Probably the overwhelming answer to the question above might be ‘yes’ but it would be interesting to explore different approaches.
The subject of the female nude, conceived as a ‘beautiful object’ more than a ‘subject’, is and has always been a constant in art, from idealised eroticism ‘justified’ by the mythological context, that we can for example find in Botticelli’s Birth of Venus c.1485 , which was accepted, and even admired, by the cultured Florentine élite in the early days of the Renaissance; to the sharply realist and recognisable portrait of a nude prostitute in Manet’s Dejeuner sur l’herb, 1863 which in the context of a bourgeois society caused scandal due to its unveiled and truthful way of depicting sexuality (it was uncomfortable, because it was the unspoken truth).
A subject like eroticism is at the origins of life and yet we seem to accept it only when it is depicted in ways that erease its bond with the reality we live in.
The work of art becomes disturbing, in fact, when it truthfully portrays the direct connection that humans have with this, and other natural aspects of life that we decided were not ‘noble’: it is incriminating, and therefore shameful.
But if we freed ourselves from the sense of guilt and shame related to these subjects, and aim for the truth, then we would appreciate both Art and its subject: reality. Because reality is just art at its initial stage.
‘Art is a lie that helps us to see the truth’ – Pablo Picasso.
Art is a ‘lie’, in that it gives us an edited view of the world – which could be heroic, romanticized, eroticized, expressive, politicised, abstracted or formalized, etc, etc – depending on the artist’s or patron’s point of view and the tastes/philosophies of the time.
How different (if at all) is an eroticised female photograph, used on a porn site or in a sex worker’s publicity flyer? Is this a view of the ‘real’ or is it an equally ‘edited’ image of reality?
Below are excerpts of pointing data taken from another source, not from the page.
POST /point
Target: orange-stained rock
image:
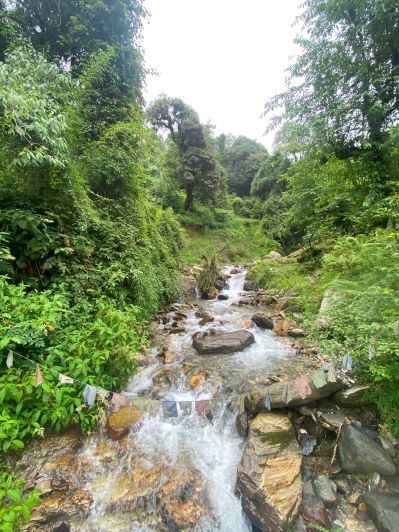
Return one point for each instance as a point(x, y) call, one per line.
point(120, 422)
point(196, 380)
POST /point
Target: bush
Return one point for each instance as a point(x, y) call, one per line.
point(15, 506)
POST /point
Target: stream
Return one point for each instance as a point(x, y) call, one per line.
point(178, 455)
point(178, 473)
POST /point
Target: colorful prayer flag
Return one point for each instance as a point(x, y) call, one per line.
point(185, 407)
point(202, 407)
point(38, 376)
point(10, 360)
point(64, 379)
point(301, 384)
point(89, 394)
point(268, 402)
point(169, 408)
point(347, 361)
point(118, 401)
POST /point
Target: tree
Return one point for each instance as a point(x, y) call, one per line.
point(72, 30)
point(241, 158)
point(268, 179)
point(197, 170)
point(345, 84)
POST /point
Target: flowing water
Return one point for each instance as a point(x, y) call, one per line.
point(180, 473)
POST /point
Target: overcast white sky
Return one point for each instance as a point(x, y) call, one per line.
point(222, 57)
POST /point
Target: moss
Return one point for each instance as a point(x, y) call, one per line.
point(283, 438)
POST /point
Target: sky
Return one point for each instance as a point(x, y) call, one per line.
point(225, 58)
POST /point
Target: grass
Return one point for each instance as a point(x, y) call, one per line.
point(241, 240)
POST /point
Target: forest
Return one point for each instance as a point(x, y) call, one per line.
point(107, 200)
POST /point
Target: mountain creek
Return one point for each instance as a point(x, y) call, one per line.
point(214, 457)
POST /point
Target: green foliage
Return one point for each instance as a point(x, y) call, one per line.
point(114, 163)
point(363, 272)
point(195, 165)
point(343, 86)
point(15, 506)
point(95, 341)
point(241, 159)
point(208, 276)
point(239, 240)
point(34, 98)
point(72, 30)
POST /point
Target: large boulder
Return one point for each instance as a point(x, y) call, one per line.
point(384, 510)
point(268, 478)
point(120, 422)
point(250, 285)
point(352, 397)
point(274, 255)
point(358, 453)
point(321, 384)
point(220, 342)
point(263, 320)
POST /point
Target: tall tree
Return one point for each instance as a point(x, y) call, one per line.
point(197, 170)
point(72, 30)
point(241, 157)
point(345, 83)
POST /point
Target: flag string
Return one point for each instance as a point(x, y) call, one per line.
point(45, 366)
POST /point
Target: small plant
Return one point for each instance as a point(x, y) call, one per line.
point(15, 506)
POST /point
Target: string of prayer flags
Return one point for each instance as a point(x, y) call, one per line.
point(118, 401)
point(287, 393)
point(301, 384)
point(64, 379)
point(38, 376)
point(10, 360)
point(202, 407)
point(347, 362)
point(268, 401)
point(169, 408)
point(373, 347)
point(89, 394)
point(331, 374)
point(185, 407)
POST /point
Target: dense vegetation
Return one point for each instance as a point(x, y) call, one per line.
point(102, 202)
point(331, 187)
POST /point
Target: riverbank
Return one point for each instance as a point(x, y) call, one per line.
point(148, 469)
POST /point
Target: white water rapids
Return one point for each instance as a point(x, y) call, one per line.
point(209, 448)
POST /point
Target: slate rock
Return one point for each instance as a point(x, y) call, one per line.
point(220, 342)
point(358, 453)
point(352, 397)
point(325, 489)
point(263, 320)
point(268, 478)
point(384, 510)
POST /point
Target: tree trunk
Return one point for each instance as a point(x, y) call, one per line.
point(189, 198)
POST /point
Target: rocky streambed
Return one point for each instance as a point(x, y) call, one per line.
point(232, 425)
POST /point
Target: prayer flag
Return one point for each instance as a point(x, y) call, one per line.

And how different is our approach to the two?
In Dejeuner sur l’herb Manet depicted a prostitute: it was scandalous. Completely normal was, thought, for unmarried (and married) men to frequent brothels at the time, also due to the fact that ‘respectable’ women could not give themselves before marriage.
In 2021, this painting is studied in schools and the nude is considered completely acceptable and culturally relevant. Could one of the reasons for this acceptance be that we forgot that the portrayed woman is prostitute, and therefore we look at her in the same idealised way in which we look at Botticelli’s or Cabanel’s Birth of Venus?
Nowadays, it is very common to watch porn, but don’t we often consider sex workers and porn actors (mostly actresses, how unexpected!) as vulgar, or ‘dirty’?
When discussing my project in class, a classmate of mine mentioned the term ‘low class’ when reffering to the way Porn is seen by society. She immediatly corrected her unintentional mistake, but that brought me to get even more involved in this reflection.
Porn is not considered culturally relevant or noble because, unlike Art it is a type of eroticism that doesn’t involve justifications or deep messages: it doesn’t hide its relation to us and our sexual instincts.
It also evident that Porn, as well as Art, is a ‘lie’. Even if it’s harsh and uncensored, and therefore less idealised than Art, it still depicts a staged, perfect and exaggerated representation of sex and a vision of the woman that still follows the standards imposed by the patriarchal society.
And in the same way as the naked woman is admired in a painting and not respected in reality, the way she is portrayed in Porn often brings the watcher to see her, in real life as well, as an object of sexual desire and not as a complete human being.
This project was not conceived in order to find an answer, or a question: it was born from a personal, on-going reflection and it aims to guide the audience into developing a different, more disilluded approach towards Art while simultaneusly developing a more artistically sensitive one towards the unembellished reality of things.
Neither Porn is being promoted or Art is being demoted: the fascinating and often unspoken similarities between the two are unveiled and the distance between the High and Low worlds is shortened.